The problem with claim of “parental alienation” is that in some cases judges have treated allegations of abuse and neglect that could not be proven as tantamount to “false” allegations maliciously brought to advance an agenda of alienation. This has placed concerned parents between the proverbial rock and the hard place. If they act in good faith to protect their child, they do so at risk of losing custody. If they don’t act, they are abdicating their parental obligation to protect their child. The Legislature has acted in response to this problem and the Governor has signed into law an amendment to DRL § 240 to provide protection for litigating parents who report abuse or neglect in good faith and based on a reasonable belief that the allegation is legitimate.
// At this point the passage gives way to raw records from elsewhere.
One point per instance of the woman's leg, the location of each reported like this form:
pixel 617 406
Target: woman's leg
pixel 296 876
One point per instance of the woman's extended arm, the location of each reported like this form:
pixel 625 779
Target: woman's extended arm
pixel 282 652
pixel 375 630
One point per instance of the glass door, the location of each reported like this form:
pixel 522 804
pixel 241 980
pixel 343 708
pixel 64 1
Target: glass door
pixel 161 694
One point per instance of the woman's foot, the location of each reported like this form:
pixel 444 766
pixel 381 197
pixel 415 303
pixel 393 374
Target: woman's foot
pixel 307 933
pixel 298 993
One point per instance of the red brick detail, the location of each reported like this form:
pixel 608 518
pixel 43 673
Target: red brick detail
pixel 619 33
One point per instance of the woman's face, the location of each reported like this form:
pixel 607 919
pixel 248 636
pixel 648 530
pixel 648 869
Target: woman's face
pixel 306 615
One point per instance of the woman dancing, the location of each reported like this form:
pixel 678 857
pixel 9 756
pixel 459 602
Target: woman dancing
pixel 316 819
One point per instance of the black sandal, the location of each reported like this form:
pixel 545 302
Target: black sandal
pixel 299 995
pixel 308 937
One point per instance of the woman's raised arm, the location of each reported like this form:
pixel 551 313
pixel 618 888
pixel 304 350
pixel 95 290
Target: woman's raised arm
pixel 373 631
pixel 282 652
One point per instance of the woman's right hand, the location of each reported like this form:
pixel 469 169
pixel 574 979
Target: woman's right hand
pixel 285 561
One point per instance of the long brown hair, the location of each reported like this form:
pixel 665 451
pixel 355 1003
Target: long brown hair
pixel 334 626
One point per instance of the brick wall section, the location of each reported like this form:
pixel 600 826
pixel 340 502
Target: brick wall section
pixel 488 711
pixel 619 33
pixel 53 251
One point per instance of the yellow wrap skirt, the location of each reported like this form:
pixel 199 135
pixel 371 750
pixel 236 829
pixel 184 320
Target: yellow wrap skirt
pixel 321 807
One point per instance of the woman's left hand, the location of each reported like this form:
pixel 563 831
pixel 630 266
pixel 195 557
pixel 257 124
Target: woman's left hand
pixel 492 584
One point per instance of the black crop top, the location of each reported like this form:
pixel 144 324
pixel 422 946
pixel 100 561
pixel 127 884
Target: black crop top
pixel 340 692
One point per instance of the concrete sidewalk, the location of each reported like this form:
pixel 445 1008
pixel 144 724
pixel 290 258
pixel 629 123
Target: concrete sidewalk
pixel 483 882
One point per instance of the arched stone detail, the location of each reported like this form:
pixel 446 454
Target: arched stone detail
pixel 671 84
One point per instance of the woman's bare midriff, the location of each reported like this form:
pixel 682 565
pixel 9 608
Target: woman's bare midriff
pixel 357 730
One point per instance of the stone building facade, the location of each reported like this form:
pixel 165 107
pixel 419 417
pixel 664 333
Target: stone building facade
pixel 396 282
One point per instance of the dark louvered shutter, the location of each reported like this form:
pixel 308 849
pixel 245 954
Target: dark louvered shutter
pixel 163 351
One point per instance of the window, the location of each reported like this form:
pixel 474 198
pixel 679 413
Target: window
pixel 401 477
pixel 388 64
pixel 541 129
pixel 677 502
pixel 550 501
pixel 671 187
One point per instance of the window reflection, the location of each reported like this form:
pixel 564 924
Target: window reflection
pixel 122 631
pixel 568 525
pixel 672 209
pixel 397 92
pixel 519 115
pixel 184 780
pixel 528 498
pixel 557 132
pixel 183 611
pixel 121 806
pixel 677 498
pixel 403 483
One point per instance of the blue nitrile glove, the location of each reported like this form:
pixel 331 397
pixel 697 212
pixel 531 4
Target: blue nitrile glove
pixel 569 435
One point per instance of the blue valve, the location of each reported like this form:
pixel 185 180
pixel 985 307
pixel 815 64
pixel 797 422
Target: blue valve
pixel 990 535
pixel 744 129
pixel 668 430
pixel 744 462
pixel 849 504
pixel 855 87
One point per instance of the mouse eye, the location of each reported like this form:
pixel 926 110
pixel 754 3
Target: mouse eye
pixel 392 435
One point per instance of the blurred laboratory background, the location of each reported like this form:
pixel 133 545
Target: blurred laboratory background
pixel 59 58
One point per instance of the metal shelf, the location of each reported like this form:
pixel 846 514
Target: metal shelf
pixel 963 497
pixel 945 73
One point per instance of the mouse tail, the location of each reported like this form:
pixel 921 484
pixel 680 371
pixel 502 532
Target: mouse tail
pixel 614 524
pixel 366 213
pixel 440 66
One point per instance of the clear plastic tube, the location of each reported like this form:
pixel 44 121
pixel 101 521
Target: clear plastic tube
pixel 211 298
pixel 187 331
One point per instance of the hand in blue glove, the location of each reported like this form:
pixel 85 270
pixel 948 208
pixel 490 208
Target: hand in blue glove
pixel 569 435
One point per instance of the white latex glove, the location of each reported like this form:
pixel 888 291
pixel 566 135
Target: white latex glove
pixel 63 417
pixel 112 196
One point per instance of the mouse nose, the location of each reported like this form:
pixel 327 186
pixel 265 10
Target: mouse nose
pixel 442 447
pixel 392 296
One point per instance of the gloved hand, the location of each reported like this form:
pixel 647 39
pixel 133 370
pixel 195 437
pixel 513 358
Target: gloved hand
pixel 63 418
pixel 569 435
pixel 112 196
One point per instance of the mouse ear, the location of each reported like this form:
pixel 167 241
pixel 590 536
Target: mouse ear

Domestic Relations Law § 240, subdivision 1 (a) was amended to provide that a good faith allegation of abuse cannot be held against the accuser in child custody proceedings. The amendment to the statute is intended to ensure that the accuser engaging in a good faith effort to protect or seek treatment for the child due to the child abuse or neglect cannot have these actions used against them when determining custody or visitation. If a parent makes a good faith allegation based on a reasonable belief which is supported by facts that the child is the victim of child abuse, child neglect, or the effects of domestic violence, and if that parent acts lawfully and in good faith in response to that reasonable belief to protect the child or seek treatment for the child, then that parent may not be deprived of custody, visitation or contact with the child, or restricted in custody, visitation or contact, based solely on that belief or the reasonable actions taken based on that belief. If an allegation that a child is abused is supported by a preponderance of the evidence, then the court must consider such evidence of abuse in determining the visitation arrangement that is in the best interest of the child, and the court may not place a child in the custody of a parent who presents a substantial risk of harm to that child. Laws of 2008, Ch 538, effective September 4, 2008.